日本語の動詞「いく」のテンス,アスペクトの機能をもつ補助動詞への文法化
―英語の動詞“go”との比較を通して―
高梨 博子(日本女子大大学院)
文法化とは,ある内容語が文法的な機能をもつ語へ変わることであり,この現象は諸言語において普遍的なものだとされている.本研究では,互いに相当する意味をもつ動詞「いく」と“go”の文法化を比較することによって,文法化の普遍性の中にも,言語による特徴的な現象があることを示すことを目的とする.
“go”は,もともと空間的概念と時間的概念をもち,そのうちの空間的概念が土台となって,近い未来を表す広い意味でのテンスマーカー“be going to”に文法化されていることが知られている.

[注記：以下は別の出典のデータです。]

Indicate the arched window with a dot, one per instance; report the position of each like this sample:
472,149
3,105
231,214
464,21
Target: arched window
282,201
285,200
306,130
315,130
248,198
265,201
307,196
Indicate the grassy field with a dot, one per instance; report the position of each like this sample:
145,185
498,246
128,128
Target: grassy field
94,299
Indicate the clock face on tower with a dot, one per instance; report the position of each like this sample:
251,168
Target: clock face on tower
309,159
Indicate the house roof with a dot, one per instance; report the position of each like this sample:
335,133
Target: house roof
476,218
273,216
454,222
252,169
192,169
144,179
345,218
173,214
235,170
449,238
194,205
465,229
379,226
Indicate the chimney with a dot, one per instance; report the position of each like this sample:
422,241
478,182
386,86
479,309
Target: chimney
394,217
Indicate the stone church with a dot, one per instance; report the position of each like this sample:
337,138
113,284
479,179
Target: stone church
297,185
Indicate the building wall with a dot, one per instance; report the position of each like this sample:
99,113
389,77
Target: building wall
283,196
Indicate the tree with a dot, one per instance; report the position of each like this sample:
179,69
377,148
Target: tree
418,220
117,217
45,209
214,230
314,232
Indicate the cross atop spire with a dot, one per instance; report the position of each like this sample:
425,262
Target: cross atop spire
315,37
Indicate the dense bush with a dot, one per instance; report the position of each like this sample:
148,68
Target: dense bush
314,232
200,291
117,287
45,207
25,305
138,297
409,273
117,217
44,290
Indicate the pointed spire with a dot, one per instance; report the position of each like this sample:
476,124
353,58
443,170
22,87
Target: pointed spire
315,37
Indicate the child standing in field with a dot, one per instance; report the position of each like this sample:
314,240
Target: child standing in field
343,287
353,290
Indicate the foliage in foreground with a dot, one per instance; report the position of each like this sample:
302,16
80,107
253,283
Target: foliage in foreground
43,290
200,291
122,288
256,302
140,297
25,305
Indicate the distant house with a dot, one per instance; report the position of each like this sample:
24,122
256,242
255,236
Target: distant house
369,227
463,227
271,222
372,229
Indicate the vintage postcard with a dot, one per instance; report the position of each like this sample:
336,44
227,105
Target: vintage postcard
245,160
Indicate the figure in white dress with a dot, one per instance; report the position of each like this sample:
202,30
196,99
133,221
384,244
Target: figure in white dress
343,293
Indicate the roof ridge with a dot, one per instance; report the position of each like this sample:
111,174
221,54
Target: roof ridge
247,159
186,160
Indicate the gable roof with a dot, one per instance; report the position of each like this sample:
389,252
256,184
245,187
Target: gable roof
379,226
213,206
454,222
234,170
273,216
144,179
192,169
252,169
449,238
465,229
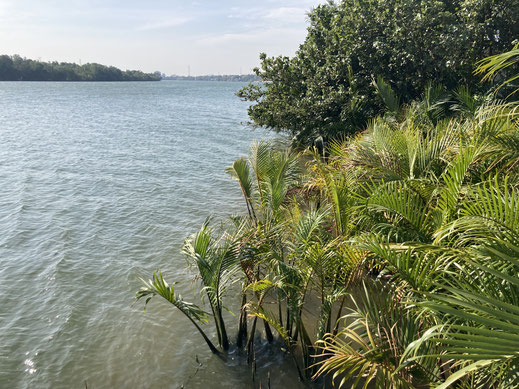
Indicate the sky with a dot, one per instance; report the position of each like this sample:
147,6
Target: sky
171,36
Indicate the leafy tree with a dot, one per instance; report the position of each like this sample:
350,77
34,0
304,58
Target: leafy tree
327,87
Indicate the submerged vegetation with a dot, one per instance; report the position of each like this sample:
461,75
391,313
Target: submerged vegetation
16,68
386,258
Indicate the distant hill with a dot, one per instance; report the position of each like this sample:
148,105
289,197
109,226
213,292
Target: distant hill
16,68
227,77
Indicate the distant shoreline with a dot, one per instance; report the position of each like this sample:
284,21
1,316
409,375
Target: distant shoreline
17,68
222,78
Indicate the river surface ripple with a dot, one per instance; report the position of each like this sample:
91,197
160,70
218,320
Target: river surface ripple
99,185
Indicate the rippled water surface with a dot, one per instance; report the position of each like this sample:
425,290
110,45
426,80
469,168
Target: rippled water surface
99,185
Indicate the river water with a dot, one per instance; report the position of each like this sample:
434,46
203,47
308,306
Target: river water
99,185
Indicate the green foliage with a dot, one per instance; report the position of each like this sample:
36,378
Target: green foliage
388,259
327,87
16,68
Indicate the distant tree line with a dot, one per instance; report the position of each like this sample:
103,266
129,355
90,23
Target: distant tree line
16,68
226,77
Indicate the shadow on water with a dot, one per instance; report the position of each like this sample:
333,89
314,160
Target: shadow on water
271,367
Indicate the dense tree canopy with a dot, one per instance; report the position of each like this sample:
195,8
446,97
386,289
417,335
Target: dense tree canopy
16,68
327,87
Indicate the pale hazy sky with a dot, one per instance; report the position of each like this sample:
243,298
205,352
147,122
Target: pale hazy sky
212,36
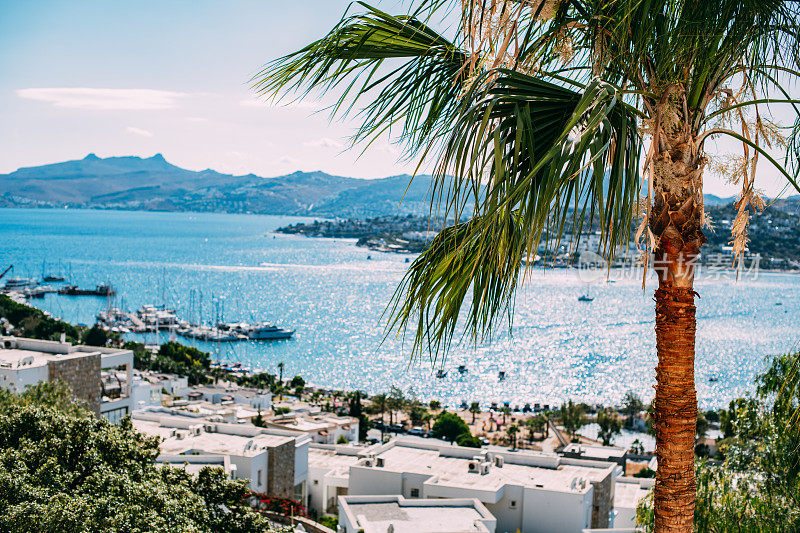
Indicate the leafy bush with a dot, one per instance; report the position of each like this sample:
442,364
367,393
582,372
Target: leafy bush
64,470
449,426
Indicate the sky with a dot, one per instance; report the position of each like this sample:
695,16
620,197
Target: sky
171,76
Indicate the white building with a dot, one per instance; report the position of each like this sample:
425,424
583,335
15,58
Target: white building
100,377
596,452
379,514
629,491
255,398
275,462
530,492
329,476
174,385
322,428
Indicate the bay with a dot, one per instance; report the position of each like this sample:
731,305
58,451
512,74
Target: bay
334,294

「いく」については,文学作品から,他の動詞の後に表れる動詞として使われている表現を通時的に収集・分析をおこなった.その結果,まず,「いく」には,古くから空間的概念と同時に時間的概念も備わっていることがわかった.また,「衰えゆく」のように,他の動詞の後に表れる形の「いく」で時間的概念をもつものは,動作の継続・進行を表すアスペクトの機能をもつ補助動詞に文法化されており,「遊んでいけよ」のように,他の動詞の後に表れる形の「いく」で,空間的概念をもつが意味的には前の動詞の動作のみがとられるものは,近い未来を表すという,広い意味でのテンスの機能をもつ補助動詞に文法化されていることがわかった.
文法化の普遍性として,「いく」も“go”も本来もっている空間的概念からテンスという時間的機能をもつ語へ文法化されていることがわかった.また,文法化の言語による差異として,「いく」は時間的概念からアスペクトという時間的機能をもつ語へ文法化されているのに対し,“go”には時間的概念からの文法化がみられないことを示した.